The FDA announce recently that they monitor arsenic levels in apple juice 10 parts per billion (ppb) is the new ‘action level.’ Now, it seems to me that there shouldn’t be any arsenic in apple juice, but as it turns out, arsenic occurs naturally in the environment in very small amounts, and this inorganic form is not particularly concerning. Most parents aren’t interested in the biochemistry of arsenic, but when it’s made into an organic form, in pesticides for example… that’s the stuff that kills you.
Arsenic containing pesticides were widely used up until the 1970’s. Those chemicals, once in the environment, can linger in the soil for a long time. That’s why pesticide (organic) arsenic may be showing up in apple juice. This scenario is one reason I support organic farmers by buying their produce whenever I can.
The AAP reminds parents that limiting juice is a good idea for lots of reasons, and I whole-heartedly agree. Milk and water are the best beverage choices for children, and juice should be an occasional treat. Soft drinks should be reserved for adults without better sense to drink something healthier.
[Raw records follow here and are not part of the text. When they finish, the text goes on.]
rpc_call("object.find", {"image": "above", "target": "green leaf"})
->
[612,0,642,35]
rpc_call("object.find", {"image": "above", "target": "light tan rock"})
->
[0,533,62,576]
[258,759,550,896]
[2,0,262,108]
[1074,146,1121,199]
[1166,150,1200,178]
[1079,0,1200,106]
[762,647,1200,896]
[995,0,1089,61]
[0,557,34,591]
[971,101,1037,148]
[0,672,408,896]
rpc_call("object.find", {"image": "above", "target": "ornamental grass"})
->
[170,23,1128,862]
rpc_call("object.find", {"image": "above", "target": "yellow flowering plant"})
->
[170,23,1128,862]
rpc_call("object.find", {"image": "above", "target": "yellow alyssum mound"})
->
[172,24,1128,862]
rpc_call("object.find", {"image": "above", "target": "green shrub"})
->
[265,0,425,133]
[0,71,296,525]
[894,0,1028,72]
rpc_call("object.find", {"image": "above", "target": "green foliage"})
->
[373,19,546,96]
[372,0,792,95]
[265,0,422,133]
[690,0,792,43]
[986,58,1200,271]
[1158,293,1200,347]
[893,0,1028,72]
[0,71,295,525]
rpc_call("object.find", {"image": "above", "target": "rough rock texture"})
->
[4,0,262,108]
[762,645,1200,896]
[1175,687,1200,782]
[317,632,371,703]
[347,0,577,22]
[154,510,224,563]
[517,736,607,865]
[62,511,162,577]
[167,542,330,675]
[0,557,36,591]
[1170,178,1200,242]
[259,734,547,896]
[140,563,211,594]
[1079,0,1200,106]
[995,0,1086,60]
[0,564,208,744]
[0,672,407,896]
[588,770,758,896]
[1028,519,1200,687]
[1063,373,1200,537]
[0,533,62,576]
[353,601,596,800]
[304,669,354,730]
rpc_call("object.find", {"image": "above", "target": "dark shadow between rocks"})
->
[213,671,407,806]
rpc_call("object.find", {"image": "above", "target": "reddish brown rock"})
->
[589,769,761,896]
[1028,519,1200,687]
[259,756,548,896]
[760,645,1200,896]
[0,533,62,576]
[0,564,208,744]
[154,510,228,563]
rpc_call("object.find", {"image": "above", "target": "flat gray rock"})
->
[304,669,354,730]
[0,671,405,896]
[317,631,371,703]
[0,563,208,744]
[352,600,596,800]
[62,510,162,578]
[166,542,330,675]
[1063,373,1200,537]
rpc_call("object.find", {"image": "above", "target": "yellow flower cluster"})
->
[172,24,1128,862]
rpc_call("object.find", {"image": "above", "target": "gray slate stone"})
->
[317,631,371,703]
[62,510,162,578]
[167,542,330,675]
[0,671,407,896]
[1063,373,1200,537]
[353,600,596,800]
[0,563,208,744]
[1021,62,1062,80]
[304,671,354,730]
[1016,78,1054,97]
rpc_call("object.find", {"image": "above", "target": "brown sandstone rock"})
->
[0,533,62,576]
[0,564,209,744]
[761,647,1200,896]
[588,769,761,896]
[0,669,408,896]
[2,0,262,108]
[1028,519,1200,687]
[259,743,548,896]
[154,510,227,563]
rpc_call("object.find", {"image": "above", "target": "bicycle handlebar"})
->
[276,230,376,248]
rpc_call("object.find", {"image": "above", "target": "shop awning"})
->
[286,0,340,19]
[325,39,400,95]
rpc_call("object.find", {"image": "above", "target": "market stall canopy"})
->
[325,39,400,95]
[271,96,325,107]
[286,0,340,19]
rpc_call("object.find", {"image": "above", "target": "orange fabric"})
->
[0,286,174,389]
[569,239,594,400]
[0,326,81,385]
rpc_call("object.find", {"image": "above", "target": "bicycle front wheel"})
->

So what’s a mother to do? Simple. Have kids eat the apple and skip the juice. Whenever you can, choose organic produce, and try to eat whatever’s in season. As a mother, it takes a great deal of effort to keep fresh fruits and veggies in the fridge and to offer them frequently throughout the day to my family. As a physician, I will tell you that it is the best preventative medicine I insist on for my own children, and they’re totally worth the time and energy it takes. The take-home message is this: skip the apple juice altogether; eat organic apples and drink water, instead.